The actual value of the t-test is -4.04 and we use that number to come up with a significance level (also called a p-value). If there was no relationship between gender and the NRA thermometer (same exact means for men and women), the t-test would be 0.0 and the significance level would be 1.0. If the significance level is below 0.05, then we can be 95% confident that the groups are different in the population. In Table 4.1 the significance level (p) is less than 0.05, something less than 0.0001.)

All statistics we use will be accompanied by a measure of significance – often denoted as “p” or the probability value. For our purposes, “p” is the probability that a test statistic of some value could be observed in a sample drawn from a population where the actual or true value of the test statistic is zero. There is a 0.00% probability that we could observe a t-test of -4.043 in the ANES even if men and women had identical average NRA responses in the population

Note: this is very specific type of inference – we can learn something about the population from our small sample. If p < .05 then the observed difference between the two groups is statistically significant – this an arbitrary standard but a convention in social science. We will discuss this in a more systematic in the chapter on chi-square, but, for now, just remember the convention – p must be less than 0.05

This example also illustrates a key difference between “statistically significance” and “meaningful” - the difference between men and women is very small, a couple of points on the 100 point thermometer - so while we would observe a difference between men and women in the broader population, any differences would be very small.

Remember that we always report/discuss three things with a measure of association – size, direction, and significance. If a result is not significant, you can ignore size and direction – there is no effect, no link between \(X\) and \(Y\).

Race and feelings toward the NRA

Will white and minority respondents have different attitudes toward the NRA? The NRA is closely tied to the Repubican Party, so might expect that this would translate into very different attitudes toward the NRA between whites and minorities. Results of a t-test are reproduced as Table 4.4.

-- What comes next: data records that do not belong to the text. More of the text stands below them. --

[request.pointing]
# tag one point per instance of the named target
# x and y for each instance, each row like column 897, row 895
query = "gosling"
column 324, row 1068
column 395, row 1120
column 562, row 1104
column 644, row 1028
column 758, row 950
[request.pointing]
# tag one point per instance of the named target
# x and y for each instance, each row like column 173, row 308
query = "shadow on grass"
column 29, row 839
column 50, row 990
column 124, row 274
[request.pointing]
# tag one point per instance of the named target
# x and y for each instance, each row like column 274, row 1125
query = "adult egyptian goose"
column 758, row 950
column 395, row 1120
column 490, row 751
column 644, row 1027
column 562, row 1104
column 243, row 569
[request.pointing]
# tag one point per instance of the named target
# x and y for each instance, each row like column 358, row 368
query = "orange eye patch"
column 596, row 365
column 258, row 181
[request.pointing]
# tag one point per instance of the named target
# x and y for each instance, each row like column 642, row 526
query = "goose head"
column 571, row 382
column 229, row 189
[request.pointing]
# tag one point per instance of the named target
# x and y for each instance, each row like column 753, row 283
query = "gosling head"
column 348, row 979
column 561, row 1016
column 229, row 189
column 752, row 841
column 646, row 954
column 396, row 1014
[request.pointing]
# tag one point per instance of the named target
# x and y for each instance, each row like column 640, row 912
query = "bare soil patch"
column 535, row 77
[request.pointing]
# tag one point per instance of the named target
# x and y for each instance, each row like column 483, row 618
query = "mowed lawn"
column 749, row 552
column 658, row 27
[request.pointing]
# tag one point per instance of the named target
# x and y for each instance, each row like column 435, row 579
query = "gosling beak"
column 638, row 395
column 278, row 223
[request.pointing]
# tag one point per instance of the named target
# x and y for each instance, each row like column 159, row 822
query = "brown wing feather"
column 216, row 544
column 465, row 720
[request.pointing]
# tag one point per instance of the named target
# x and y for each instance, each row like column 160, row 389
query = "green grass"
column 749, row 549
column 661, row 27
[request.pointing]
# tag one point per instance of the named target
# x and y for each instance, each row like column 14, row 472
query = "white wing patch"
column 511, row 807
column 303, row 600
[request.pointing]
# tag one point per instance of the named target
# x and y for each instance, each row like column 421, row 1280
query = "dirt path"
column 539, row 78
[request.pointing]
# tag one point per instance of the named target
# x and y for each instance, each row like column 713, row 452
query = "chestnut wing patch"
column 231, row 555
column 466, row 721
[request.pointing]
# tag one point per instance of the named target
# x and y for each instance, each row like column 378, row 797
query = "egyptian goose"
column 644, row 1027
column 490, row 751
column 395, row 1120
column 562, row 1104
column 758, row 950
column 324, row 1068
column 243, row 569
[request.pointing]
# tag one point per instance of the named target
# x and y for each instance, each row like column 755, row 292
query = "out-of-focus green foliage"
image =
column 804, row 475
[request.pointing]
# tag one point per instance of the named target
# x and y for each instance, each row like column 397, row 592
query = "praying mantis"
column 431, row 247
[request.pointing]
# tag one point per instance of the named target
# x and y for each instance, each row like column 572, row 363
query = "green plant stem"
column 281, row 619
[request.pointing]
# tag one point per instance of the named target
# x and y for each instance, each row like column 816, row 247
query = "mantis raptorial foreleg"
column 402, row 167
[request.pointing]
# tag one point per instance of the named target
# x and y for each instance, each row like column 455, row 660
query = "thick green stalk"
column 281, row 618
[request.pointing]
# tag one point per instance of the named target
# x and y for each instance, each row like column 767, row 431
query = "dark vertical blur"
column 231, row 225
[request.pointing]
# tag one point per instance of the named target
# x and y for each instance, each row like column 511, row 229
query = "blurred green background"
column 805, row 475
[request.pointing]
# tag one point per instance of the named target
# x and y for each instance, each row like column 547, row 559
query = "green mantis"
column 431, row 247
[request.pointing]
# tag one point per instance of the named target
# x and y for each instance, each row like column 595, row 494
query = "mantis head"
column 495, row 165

Table 4.4. Race and the NRA

Mean for Minority (Black, Hispanic, or other) = 44.01692 
 Mean for White = 54.64682 
 t-test =  -11.72829 
 p =  0.000

Again, three pieces of information tell the story. Race is a categorical or nominal variable with a couple of categories: 1. White, 2. Black, 3. Asian, 4. Native American, 5. Hispanic, 6. Other. The t-test permits us to compare White respondents (<2 on the scale) with all minorities (>=2). The average for white respondents was 54.64, but the average for minority respondents was 44.01 – much lower. The significance level in this case was again 0.000, much lower than 0.05. We can be confident that, in the larger population, white respondents have more favorable views of the NRA. Since the difference in means between White and Minority respondents is much larger than the difference between women and men, we know that race is a better predictor for understanding how someone feels about the NRA.

4.6 Conclusion

The t-test is a simple way to compare two groups and to verify that any differences between groups are not simply due to chance (sampling error). If we see a difference in sample means that is large enough to be statistically significant, we can be confident that repeated or larger samples would produce the same result.